Beets Work Queue Discussion #1375

ab623 · 2015-03-24T15:51:51Z

Work Queue Discussion

I wanted to start a discussion on work queuing.
With current beets functionality, you run the command beet import ~/music and that folder is imported but in an interactive state.
Beets can be run in a psudo non-interactive state, but at the risk of reducing the confidence of the autotagger.
What I would like is the ability to still have the full functionality of beets, but simply at a later date, which is why I would like to a see a task based functionality implemented.

Proposed Scenario

Here are my proposed scenario:

Run a beet import with a switch to run in an non-interactive mode
Beets starts an import, and either stays open, or demonises itself for the period of the import process.
I can then run a beet tasks or something to that effect
Based on a configuration, this would contain all the tasks that require human intervention
From here I could then go through each task, which is either an album or track, and see the options available to me, and then either apply, skip, keep, etc, as I would when running interactively.

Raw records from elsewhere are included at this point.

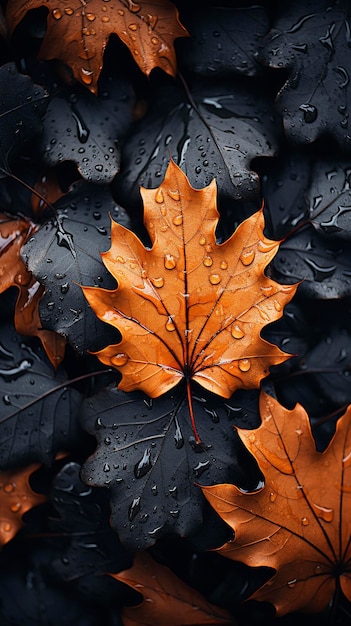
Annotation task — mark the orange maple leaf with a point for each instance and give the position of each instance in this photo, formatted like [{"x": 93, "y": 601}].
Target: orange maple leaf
[
  {"x": 16, "y": 497},
  {"x": 14, "y": 232},
  {"x": 78, "y": 31},
  {"x": 189, "y": 308},
  {"x": 300, "y": 522},
  {"x": 168, "y": 601}
]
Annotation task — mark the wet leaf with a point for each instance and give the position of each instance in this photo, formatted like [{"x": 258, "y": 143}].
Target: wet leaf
[
  {"x": 215, "y": 133},
  {"x": 22, "y": 105},
  {"x": 149, "y": 460},
  {"x": 167, "y": 600},
  {"x": 38, "y": 412},
  {"x": 188, "y": 308},
  {"x": 299, "y": 522},
  {"x": 64, "y": 253},
  {"x": 329, "y": 198},
  {"x": 82, "y": 128},
  {"x": 311, "y": 39},
  {"x": 84, "y": 540},
  {"x": 284, "y": 191},
  {"x": 14, "y": 232},
  {"x": 223, "y": 41},
  {"x": 323, "y": 265},
  {"x": 16, "y": 498},
  {"x": 77, "y": 35}
]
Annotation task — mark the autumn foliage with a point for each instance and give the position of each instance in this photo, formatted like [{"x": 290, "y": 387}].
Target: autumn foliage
[{"x": 175, "y": 337}]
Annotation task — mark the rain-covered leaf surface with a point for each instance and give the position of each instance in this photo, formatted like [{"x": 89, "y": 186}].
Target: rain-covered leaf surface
[
  {"x": 16, "y": 498},
  {"x": 83, "y": 128},
  {"x": 22, "y": 105},
  {"x": 214, "y": 134},
  {"x": 65, "y": 253},
  {"x": 329, "y": 198},
  {"x": 284, "y": 189},
  {"x": 323, "y": 264},
  {"x": 32, "y": 598},
  {"x": 223, "y": 40},
  {"x": 148, "y": 458},
  {"x": 88, "y": 547},
  {"x": 36, "y": 419},
  {"x": 312, "y": 40}
]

Maybe this tasks functionality could also be used to hold other tasks or actions such as

Verify correct cover image before applying
Verify chroma matches
Update library
…and anything else you can think of

Applications

The applications for this are the following:

Import a HUGE library and not have to worry about sitting down for ages
Import and worry about the tasks at a later date
Work on 4 or 5 tasks at a time, and leave the rest when you are free
Because tasks are being done in the background, when an albums confidence is low, it can request similar albums as well. So when the task is revisited the user can pick from multiple, and it’s entered immediately.
A GUI web application could be created, so that it can easily pick up the tasks, and display the content. Which can facilitate people who aren’t comfortable with the command line. This will also facilitate with being able to show album art.

Thoughts? Discussions? Implementation ideas?

The text was updated successfully, but these errors were encountered:

guibog · 2015-03-25T01:18:48Z

Hi, you could try to use unison sync tool, it has something similar to what you propose.

ab623 · 2015-03-25T08:51:41Z

@guibog I'm not really sure how the Unison Sync tool, fulfills the use case I outlined in my original post. Can you explain further.

sampsyo · 2015-03-27T22:15:50Z

Thanks for bringing this up! This is a great idea to begin discussing.

There are some notes on the same idea on the wiki: https://github.com/sampsyo/beets/wiki/Refactoring
See the bullet for "Asynchronous import decisions".

This would be a huge amount of work, but I'm especially excited for the alternate UI possibilities this might open up.

ab623 · 2015-03-30T14:16:58Z

I had a look at the Asynchronous import decisions and it is pretty much what i described too. So I'm glad other people have been thinking about this too.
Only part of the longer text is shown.